Ok so I got the dataloader to work. Basically my model needs information about the parent row and an array of the children rows. For the parent row I send the cat and cont tensor. And for the array of children row, for each row I send the cat, cont tensor too.
Here is the code for that if anyone is interested… It contains some specific stuff to my domain, like SurveyResultID stuff, but could be adapted by someone else if need be. SurveyResultID is simply the common key between my parent and children.
questions_tab = TabularPandas(questions, [Categorify, FillMissing, Normalize], questions_cat_names, questions_cont_names)

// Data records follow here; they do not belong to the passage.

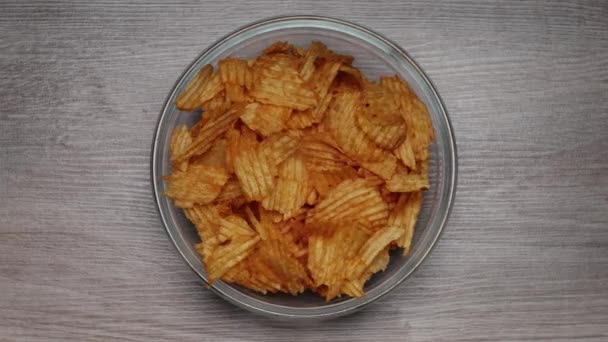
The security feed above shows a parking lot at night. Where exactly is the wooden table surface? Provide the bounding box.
[0,0,608,341]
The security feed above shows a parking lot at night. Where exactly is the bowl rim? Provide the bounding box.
[150,15,458,320]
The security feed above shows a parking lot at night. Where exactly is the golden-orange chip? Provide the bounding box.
[306,179,388,231]
[165,42,434,301]
[165,165,228,208]
[241,102,291,136]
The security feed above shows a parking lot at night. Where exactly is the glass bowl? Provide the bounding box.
[151,16,456,320]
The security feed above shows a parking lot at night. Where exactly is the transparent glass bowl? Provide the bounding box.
[151,16,456,320]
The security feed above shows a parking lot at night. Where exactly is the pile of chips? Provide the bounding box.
[165,42,433,300]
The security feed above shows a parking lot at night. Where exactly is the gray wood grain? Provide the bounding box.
[0,0,608,341]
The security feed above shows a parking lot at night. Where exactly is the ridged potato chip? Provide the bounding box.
[306,179,388,233]
[165,42,434,301]
[241,102,291,136]
[165,165,228,208]
[175,64,213,111]
[169,125,192,171]
[234,146,277,201]
[262,157,310,220]
[388,191,422,255]
[386,161,430,192]
[176,110,238,162]
[326,92,386,161]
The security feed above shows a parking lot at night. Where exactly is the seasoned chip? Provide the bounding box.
[348,226,403,280]
[326,92,385,161]
[306,179,388,232]
[169,125,192,171]
[164,42,434,301]
[262,157,310,220]
[386,161,430,192]
[206,235,260,283]
[215,177,246,207]
[388,191,422,255]
[393,135,416,170]
[241,102,291,136]
[234,146,277,201]
[298,136,354,172]
[175,64,213,111]
[260,132,300,165]
[176,110,238,162]
[218,58,253,89]
[165,165,228,208]
[308,226,369,301]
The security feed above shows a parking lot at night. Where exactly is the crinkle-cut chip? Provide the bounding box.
[298,136,354,172]
[165,165,228,208]
[169,125,192,171]
[310,61,342,99]
[176,110,238,162]
[175,64,213,111]
[251,78,317,110]
[218,58,253,89]
[205,235,260,283]
[306,179,388,234]
[309,167,357,199]
[219,215,256,239]
[190,138,228,169]
[184,205,222,242]
[393,135,416,170]
[357,167,384,186]
[308,226,369,301]
[388,191,422,255]
[264,42,297,55]
[347,226,403,280]
[201,92,232,114]
[260,132,300,165]
[234,146,277,201]
[405,97,435,160]
[262,156,310,220]
[325,92,385,161]
[198,73,224,104]
[360,153,397,181]
[215,177,247,207]
[224,83,249,102]
[356,111,407,150]
[386,161,430,192]
[342,248,390,297]
[241,102,291,136]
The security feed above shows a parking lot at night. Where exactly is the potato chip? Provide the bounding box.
[306,179,388,232]
[326,92,386,161]
[262,157,310,220]
[175,64,213,111]
[260,132,300,165]
[406,98,435,160]
[241,102,291,136]
[342,248,390,297]
[165,42,434,301]
[348,226,403,280]
[215,177,247,207]
[307,226,369,301]
[190,138,228,169]
[386,162,430,192]
[218,58,253,89]
[393,135,416,170]
[234,146,277,201]
[388,191,422,255]
[165,165,228,208]
[206,235,260,283]
[176,110,238,162]
[250,55,317,110]
[169,125,192,171]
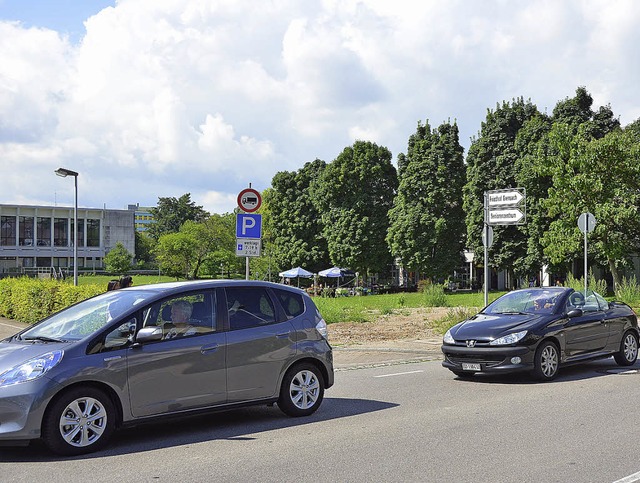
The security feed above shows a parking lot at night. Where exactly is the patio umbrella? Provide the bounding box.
[318,267,344,288]
[279,267,313,287]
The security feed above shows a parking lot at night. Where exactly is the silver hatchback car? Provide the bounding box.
[0,280,334,455]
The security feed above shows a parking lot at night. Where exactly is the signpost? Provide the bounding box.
[236,183,262,280]
[482,188,527,306]
[578,211,596,299]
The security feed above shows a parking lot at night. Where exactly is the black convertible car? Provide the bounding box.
[442,287,639,381]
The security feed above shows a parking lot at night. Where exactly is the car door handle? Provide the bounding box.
[200,344,218,354]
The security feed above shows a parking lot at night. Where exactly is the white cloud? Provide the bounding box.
[0,0,640,212]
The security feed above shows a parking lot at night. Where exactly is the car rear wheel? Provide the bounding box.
[42,387,115,455]
[613,331,638,366]
[278,363,324,417]
[533,341,560,381]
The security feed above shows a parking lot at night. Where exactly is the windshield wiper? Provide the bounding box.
[22,335,66,342]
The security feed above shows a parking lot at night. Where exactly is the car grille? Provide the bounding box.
[447,354,504,365]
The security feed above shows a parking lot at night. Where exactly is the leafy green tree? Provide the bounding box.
[263,159,330,272]
[154,233,198,280]
[312,141,398,274]
[387,122,465,278]
[463,98,540,275]
[542,123,640,286]
[104,242,133,275]
[148,193,209,240]
[135,231,155,267]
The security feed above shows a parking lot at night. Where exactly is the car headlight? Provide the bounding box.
[489,330,527,345]
[442,329,456,344]
[0,350,64,387]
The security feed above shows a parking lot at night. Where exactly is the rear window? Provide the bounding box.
[274,289,304,319]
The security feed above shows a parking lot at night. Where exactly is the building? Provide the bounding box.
[128,203,155,232]
[0,204,135,273]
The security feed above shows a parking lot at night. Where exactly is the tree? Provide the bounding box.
[148,193,209,240]
[263,159,330,272]
[154,233,198,280]
[312,141,398,274]
[104,242,133,275]
[542,123,640,286]
[464,98,539,275]
[387,122,465,278]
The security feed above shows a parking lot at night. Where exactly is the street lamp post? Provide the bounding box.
[56,168,78,287]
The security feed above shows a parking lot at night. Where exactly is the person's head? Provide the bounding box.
[171,300,193,324]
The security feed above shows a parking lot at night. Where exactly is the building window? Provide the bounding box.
[53,218,69,247]
[36,216,51,248]
[0,216,16,247]
[71,220,84,247]
[18,216,34,246]
[87,220,100,247]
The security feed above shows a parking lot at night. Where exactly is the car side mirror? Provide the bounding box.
[567,309,584,319]
[136,327,164,344]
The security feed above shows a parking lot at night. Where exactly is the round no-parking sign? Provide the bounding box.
[238,188,262,213]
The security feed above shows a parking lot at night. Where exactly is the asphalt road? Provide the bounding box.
[0,359,640,483]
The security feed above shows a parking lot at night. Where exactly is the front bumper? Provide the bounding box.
[441,344,535,374]
[0,377,58,443]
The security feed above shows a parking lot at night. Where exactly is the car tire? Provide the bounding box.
[533,340,560,381]
[613,330,638,366]
[42,387,116,456]
[278,363,324,417]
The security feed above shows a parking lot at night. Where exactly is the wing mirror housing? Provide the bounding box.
[567,309,584,319]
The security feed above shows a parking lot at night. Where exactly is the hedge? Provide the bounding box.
[0,277,105,324]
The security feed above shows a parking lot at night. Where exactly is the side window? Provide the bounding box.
[225,287,276,330]
[274,289,304,319]
[144,291,216,339]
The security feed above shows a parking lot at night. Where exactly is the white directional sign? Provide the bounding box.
[236,238,262,257]
[488,208,524,225]
[484,188,527,225]
[487,189,524,208]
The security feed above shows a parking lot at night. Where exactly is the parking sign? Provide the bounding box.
[236,213,262,238]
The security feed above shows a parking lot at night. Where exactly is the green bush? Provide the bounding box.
[0,277,104,324]
[612,275,640,307]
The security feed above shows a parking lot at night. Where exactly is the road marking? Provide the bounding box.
[613,471,640,483]
[373,371,424,377]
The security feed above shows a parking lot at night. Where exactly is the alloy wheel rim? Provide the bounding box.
[289,371,320,409]
[540,346,558,377]
[624,334,638,361]
[59,397,107,448]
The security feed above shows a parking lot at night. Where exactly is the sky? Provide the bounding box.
[0,0,640,213]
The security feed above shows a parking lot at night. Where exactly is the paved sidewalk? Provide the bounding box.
[0,317,442,371]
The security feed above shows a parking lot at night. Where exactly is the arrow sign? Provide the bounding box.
[487,208,524,225]
[487,189,524,208]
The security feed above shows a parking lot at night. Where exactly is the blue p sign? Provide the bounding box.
[236,213,262,238]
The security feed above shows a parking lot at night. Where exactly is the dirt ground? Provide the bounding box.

results_tab = TabularPandas(results, [Categorify, FillMissing, Normalize], results_cat_names, results_cont_names, y_names='NextScore')
class ReadMultiTabBatch(ReadTabBatch):
def encodes(self, to):
parents = super(ReadMultiTabBatch, self).encodes(to[0])
children = [super(ReadMultiTabBatch, self).encodes(x) for x in to[1]]
max_len = max([len(c[0]) for c in children])
for i, c in enumerate(children):
cat, cont = c[0], c[1]
new_cat = torch.zeros(max_len, cat.shape[1]).long()
new_cat[:len(c[0])] = c[0]
new_cont = torch.zeros(max_len, cont.shape[1]).float()
new_cont[:len(c[1])] = c[1]
children[i] = (new_cat, new_cont)
return parents[:-1], children, parents[-1]
@delegates()
class TabParentChildDataLoader(TfmdDL):
do_item = noops
def __init__(self, dataset, children, bs=16, shuffle=False, after_batch=None, num_workers=0, **kwargs):
if after_batch is None: after_batch = L(TransformBlock().batch_tfms)+ReadMultiTabBatch(dataset)
super().__init__(dataset, bs=bs, shuffle=shuffle, after_batch=after_batch, num_workers=num_workers, **kwargs)
self.children = children
def create_batch(self, b):
parents = self.dataset.items.iloc[b]
c = self.children.items
c = c[c['SurveyResultID'].isin(parents['SurveyResultID'])]
res = [self.children.iloc[c[c.SurveyResultID == x].index] for x in parents.SurveyResultID]
return self.dataset.iloc[b], res
splits = IndexSplitter(valid_indexes.tolist())(range_of(results))
dl = TabParentChildDataLoader(results_tab, questions_tab, splits=splits)
ds = Datasets(dl, splits=splits)
dls = ds.dataloaders()